San Domingos de Bonaval es ahora el Museo do Pobo Galego y Panteón de Galegos Ilustres, muy cerca del Centro Galego de Arte Contemporánea, abiertos ambos edificios a una plaza, también de San Domingos, antiguos terrenos monacales, que mira directamente a la Porta do Camiño, donde confluyen las rúas das Rodas y da Virxe da Cerca, por donde continuará nuestro periplo hacia la catedral de Santiago.


Por su parte, el monasterio de San Domingos de Bonaval, una tradición piadosa atribuye su fundación a Santo Domingo de Guzmán en 1219,  pero la peregrinación e intervención del santo revelan ser una leyenda más que una realidad. La iglesia es de estilo gótico-renacentista y albergua el Panteón de Gallegos Ilustres. Dispone de varias capillas y preciados retablos, siendo panteón de linajudas estirpes..

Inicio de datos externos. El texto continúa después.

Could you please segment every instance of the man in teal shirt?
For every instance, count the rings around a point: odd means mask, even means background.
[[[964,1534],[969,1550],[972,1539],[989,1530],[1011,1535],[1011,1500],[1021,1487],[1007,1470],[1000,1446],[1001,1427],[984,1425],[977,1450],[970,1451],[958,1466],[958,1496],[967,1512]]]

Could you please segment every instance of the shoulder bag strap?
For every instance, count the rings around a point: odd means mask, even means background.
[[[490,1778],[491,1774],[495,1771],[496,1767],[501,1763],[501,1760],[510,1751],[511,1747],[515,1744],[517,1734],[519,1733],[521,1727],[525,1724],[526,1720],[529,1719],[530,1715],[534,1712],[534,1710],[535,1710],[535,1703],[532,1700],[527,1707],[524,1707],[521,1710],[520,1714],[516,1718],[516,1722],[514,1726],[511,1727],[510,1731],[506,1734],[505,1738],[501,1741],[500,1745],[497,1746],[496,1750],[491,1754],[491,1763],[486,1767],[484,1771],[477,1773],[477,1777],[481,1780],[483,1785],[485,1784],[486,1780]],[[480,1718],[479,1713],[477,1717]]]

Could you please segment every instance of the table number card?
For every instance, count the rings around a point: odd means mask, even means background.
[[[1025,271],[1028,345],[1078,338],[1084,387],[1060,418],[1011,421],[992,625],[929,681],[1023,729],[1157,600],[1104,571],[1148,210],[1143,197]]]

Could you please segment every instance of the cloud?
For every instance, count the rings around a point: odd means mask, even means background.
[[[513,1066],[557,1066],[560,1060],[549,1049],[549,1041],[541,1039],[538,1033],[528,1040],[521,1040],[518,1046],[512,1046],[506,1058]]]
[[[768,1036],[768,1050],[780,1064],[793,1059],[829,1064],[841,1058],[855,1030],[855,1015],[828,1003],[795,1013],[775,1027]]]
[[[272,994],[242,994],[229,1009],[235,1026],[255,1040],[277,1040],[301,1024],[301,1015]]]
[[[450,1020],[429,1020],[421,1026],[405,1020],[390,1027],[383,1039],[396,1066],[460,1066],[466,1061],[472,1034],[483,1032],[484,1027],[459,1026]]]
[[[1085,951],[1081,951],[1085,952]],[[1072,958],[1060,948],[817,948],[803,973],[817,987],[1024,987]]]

 El convento se reconstruyó a partir de 1695 por mano de Domingo de Andrade siendo su impuslor el Arzobispo Antonio de Monroy, cuyo escudo ostenta la fachada, así como la imagen de Santo Domingo.


La torre se atribuía la mismo arquitecto pero pudiese ser inspiración de Fernando de Casas Novoa, también al cargo de numerosas obras aquí y en otros monumentos de Santiago, destacando la fachada barroca de la catedral. Sí es más seguro que la triple escalera helicoidal del convento sea obra cierta de Domingo de Andrade. El claustro es obra algo anterior, pues fue encargada su reforma en 1621 a Leonel de Avalle, sustituyendo al antiguo claustro medieval


Tras conocer esta emotiva historia, salimos de la pequeña plaza de Bonaval hacia la Porta do Camiño, con la sensación de saber un poco más del espíritu, la esencia y la idiosincrasia de los rincones por los que pasa nuestro periplo peregrino, rumbo ya a la rúa das Casas Reais y de la Capela das Ánimas.